Empfehlung: Jacaszek

Auch wenn strahlender Sonnenschein sich nicht gerade als größter Auslöser von Traurigkeit und Einsamkeit erweist, sei an dieser Stelle auf einen unglaublich eigenständigen, innovativen, famosen Künstler namens Michal Jacaszek aufmerksam gemacht, dessen Töne wohl am ehesten im Nebel eines Friedhofs oder einer einsamen Stadt ihre volle Entfaltung erlangen. Auf intensive, fast schon mystische Weise zieht einen sein neuestes Werk „Treny“ von Anfang an in den Bann und erzeugt eine höchst eigene, seltene Stimmung, die das Hörerlebnis zu einer  besonderen Erfahrung werden lässt. Der aus Danzig stammende Jacaszek spielt mit einer Reihe von unbehaglichen Gefühlen, die in Verbindung mit der auch von Burial bekannten – allerdings hier deutlich eher Richtung Ambient gehenden – Nachtstimmung so viel Nachdruck erzeugt, dass man selbst Stunden später noch Teile dieses ungewöhnlichen Gemütszustandes in sich trägt. Und auch wenn es anscheinend schon das fünfte Album des Polen ist, kommen wir nicht drum herum, solch großartige Musik mit dem Prädikat „Empfehlung“ zu versehen.
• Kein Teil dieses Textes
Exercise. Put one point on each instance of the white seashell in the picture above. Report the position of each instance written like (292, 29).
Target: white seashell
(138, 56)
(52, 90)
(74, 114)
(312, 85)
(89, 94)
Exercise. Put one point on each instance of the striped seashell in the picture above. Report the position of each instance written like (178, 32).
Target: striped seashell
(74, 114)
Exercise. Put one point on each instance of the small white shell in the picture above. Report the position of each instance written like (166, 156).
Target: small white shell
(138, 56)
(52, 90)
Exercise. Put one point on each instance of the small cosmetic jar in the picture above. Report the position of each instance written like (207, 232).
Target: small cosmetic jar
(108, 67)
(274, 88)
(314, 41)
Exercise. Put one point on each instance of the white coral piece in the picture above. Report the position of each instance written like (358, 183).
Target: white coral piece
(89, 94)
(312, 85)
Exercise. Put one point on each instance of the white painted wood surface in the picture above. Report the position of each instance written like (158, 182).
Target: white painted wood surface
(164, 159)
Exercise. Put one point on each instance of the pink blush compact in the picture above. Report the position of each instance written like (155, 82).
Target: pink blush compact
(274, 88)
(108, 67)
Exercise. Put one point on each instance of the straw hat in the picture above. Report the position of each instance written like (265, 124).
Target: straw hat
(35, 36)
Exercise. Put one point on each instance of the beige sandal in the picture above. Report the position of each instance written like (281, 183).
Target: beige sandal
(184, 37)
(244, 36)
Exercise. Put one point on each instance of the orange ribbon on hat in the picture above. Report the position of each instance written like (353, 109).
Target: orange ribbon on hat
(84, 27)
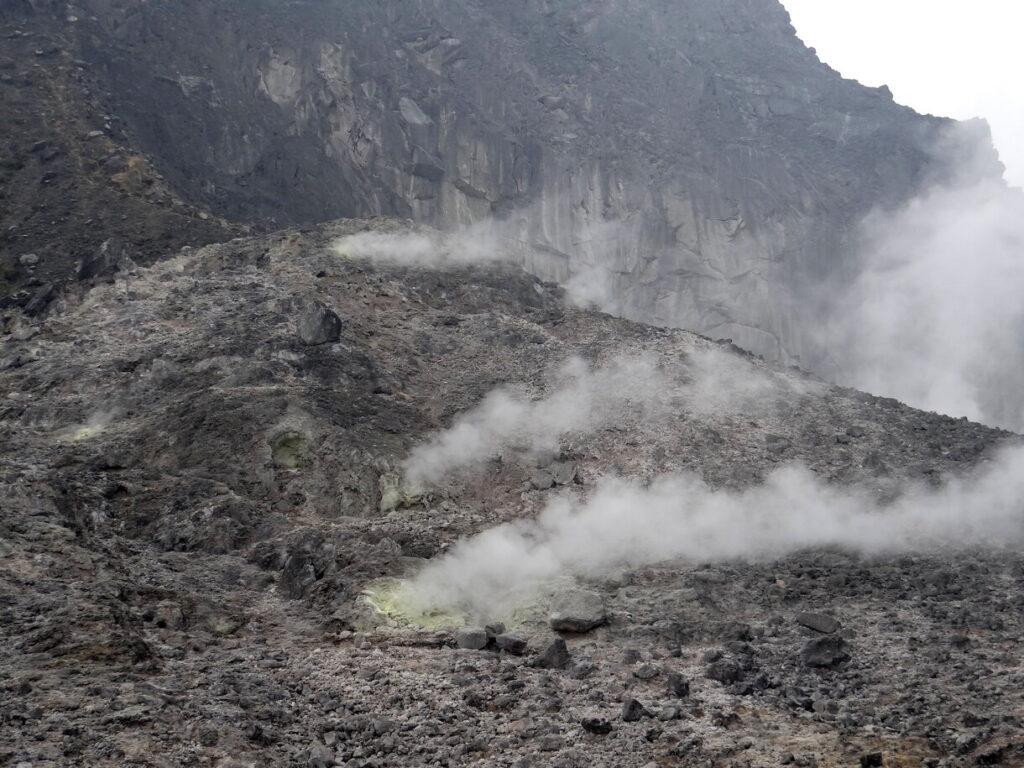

Wer Teil dieser „Grenzerfahrung“ werden möchte, der kann hier in drei komplette Songs von „Treny“ reinhören und sich bei Bedarf an dieser Stelle auf weitere Informationen und kostenlose Downloads dieses Ausnahme-Musikers freuen. Nur solltet Ihr mit dem ersten Hören waten, bis es dunkel wird!

Ein Kommentar zu “Empfehlung: Jacaszek”

  1. Bastian sagt:

    Fantastisches Album, der Vergleich mit Burial trifft’s genau, die gleiche Stimmung wenn auch mit völlig anderen Mitteln.